Add a set number to each group of records in a table

  • My data is in my table like this:

    F1 F2 F3 F4 F5 <-- column names

    LX a b <-- start of set 1

    INS Y

    MEM 1000

    LOC 31

    LX a b <-- start of set 2

    INS Y

    MEM 2000

    LOC 31

    LX a b <-- start of set 3

    INS Y

    MEM 3000

    LOC 31

    I want to populate field F5 for each record in each set with the value in F2 on the record that has "MEM" in F1. So, at the end, my data will look like this:

    F1 F2 F3 F4 F5 <-- column names

    LX a b 1000 <-- start of set 1

    INS Y 1000

    MEM 1000 1000

    LOC 31 1000

    LX a b 2000 <-- start of set 2

    INS Y 2000

    MEM 2000 2000

    LOC 31 2000

    LX a b 3000 <-- start of set 3

    INS Y 3000

    MEM 3000 3000

    LOC 31 3000

    I suspect I need some kind of "over" and "partition" statement, but I don't really grasp those terms yet.

    Any help is appreciated.

    *******************
    What I lack in youth, I make up for in immaturity!

  • Do you have any kind of table structure or are you trying to use SQL Server like an Excel spreadsheet?
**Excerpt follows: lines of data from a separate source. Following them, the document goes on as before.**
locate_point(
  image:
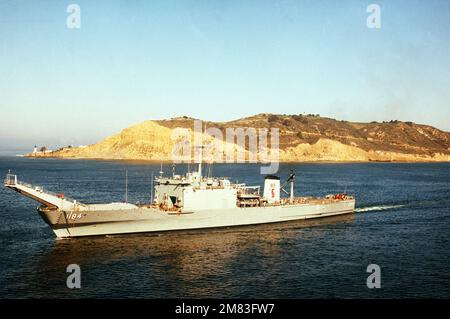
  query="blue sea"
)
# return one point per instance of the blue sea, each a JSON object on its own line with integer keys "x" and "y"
{"x": 402, "y": 224}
Based on the table data you provided, it looks like you have duplicate rows, which is terribly problematic at best. I'm hoping it's just a matter of providing significantly too little information about your table structure.

    Let us know and we would be glad to help you.

    └> bt



    Forum Etiquette: How to post data/code on a forum to get the best help[/url]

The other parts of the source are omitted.